12 comments

[ 3.4 ms ] story [ 41.6 ms ] thread
This is using Neural Radiance Fields (aka NeRF) that first appeared about two years ago: https://www.matthewtancik.com/nerf

Originally, it took more than 1 GPU-week to train a single static scene. After multiple rounds of algorithmic optimizations, it's now practical to train & render whole city blocks, as seen in the Waymo demo.

The best part of it, is the answer to the classic question: "how many polygons?". Because the answer is zero.

"An intern"

So this is a speculative side project that isn't integrated into the main flow of work going on at Waymo. That suggests to me that there isn't anything as technical and forward thinking as this going on in the core teams. If they did they would show it off because clearly anything flashy they are quite eager to show off.

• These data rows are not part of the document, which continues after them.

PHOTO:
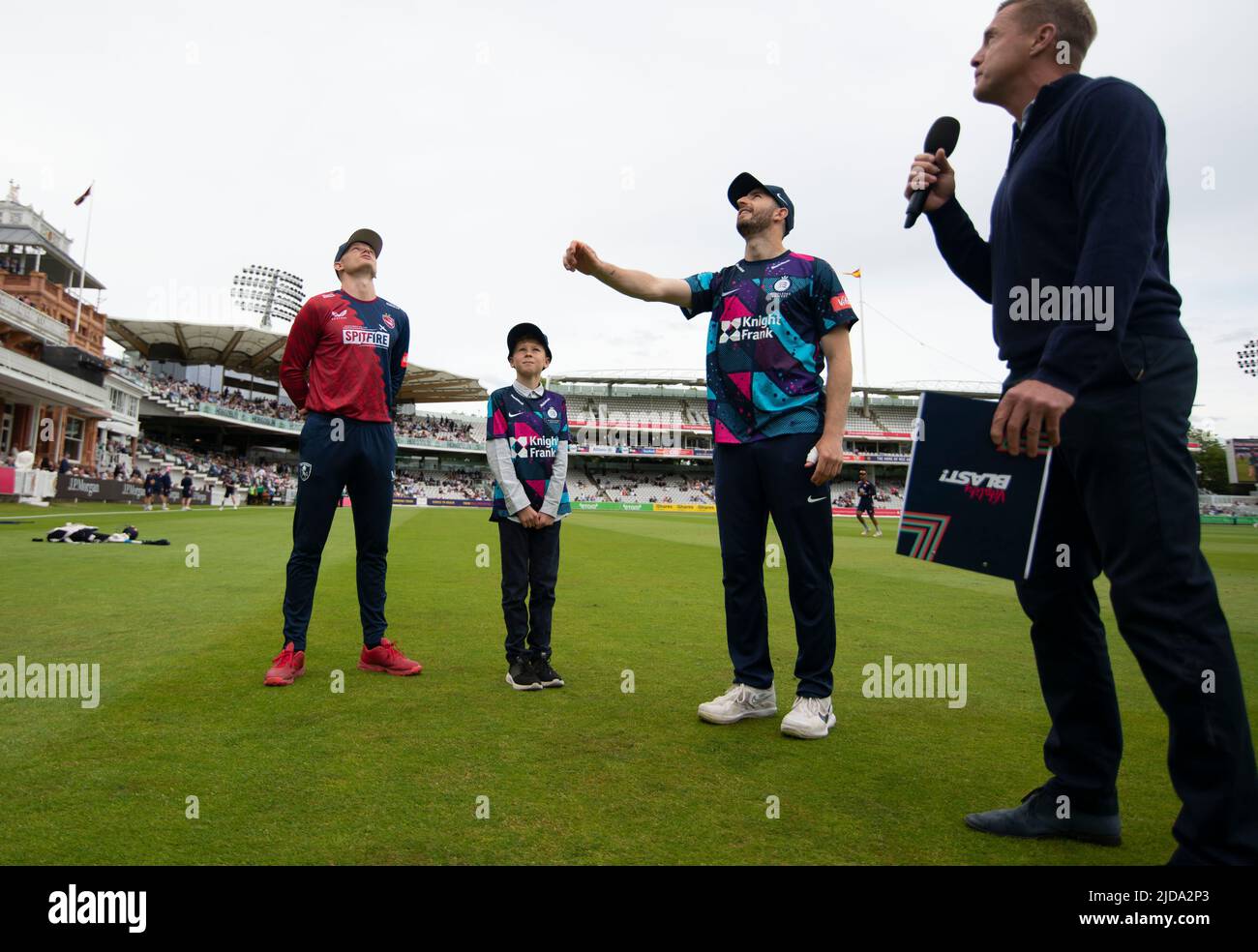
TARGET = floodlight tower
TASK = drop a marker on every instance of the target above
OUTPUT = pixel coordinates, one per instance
(1246, 359)
(268, 292)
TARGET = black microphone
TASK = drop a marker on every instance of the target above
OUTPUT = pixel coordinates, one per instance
(944, 134)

They appear to be building trains with wheels, pretty uninspiring.

The intern in question is Matthew Tancik, who is one of the primary driving forces behind Neural Radiance Fields. It is one of those cases, where the employer (Waymo) is lucky to have such an intern.

I can't comment on the second part of the message, because I don't know what I am allowed to say (I work for Google, but not Waymo).

As a PhD student alongside Matt, it’s not any intern. Ph.D. internships are much more scoped to specific lines of work and are a way to potentially fund promising researchers for the long term.

In fact, Berkeley AI Research has a built-in way for companies to fund BAIR research and to bring on BAIR Ph.D. students as interns: https://bcommons.berkeley.edu/home

Hey, I used to go to that AMC theater!

NeRF is one of the big "holy sh*t" moments for me in recent years. I've always thought using polygons as our only way to represent non-trivial 3d shapes felt awfully inelegant, like using raster images instead of vector graphics.

Definitely recommend checking out the HN discussion of the original NeRF paper[0]

[0] https://news.ycombinator.com/item?id=22637721

> If you give it a bunch of photos of a scene from different angles, this machine learning method lets you see angles that did not exist in the original set.

Yeah wasn't sure what I was seeing.

Imagine matching the output of the block nerf + GPS data combined with a live camera view to get ultra-high positioning precision... Or to use changes over time in 2 views to detect anomalies or maintenance heuristics... So many potentially interesting use cases
I wish a day comes when the compute at inference is more optimized than the raw camera sensor processing

Is this too much to ask for? :/

What is the size of the model in question?

UPD: found in arxiv: 0.25M parameters (e.g. ~1MB) per block; demo video used 16 blocks, so 16MB total for Mission Bay.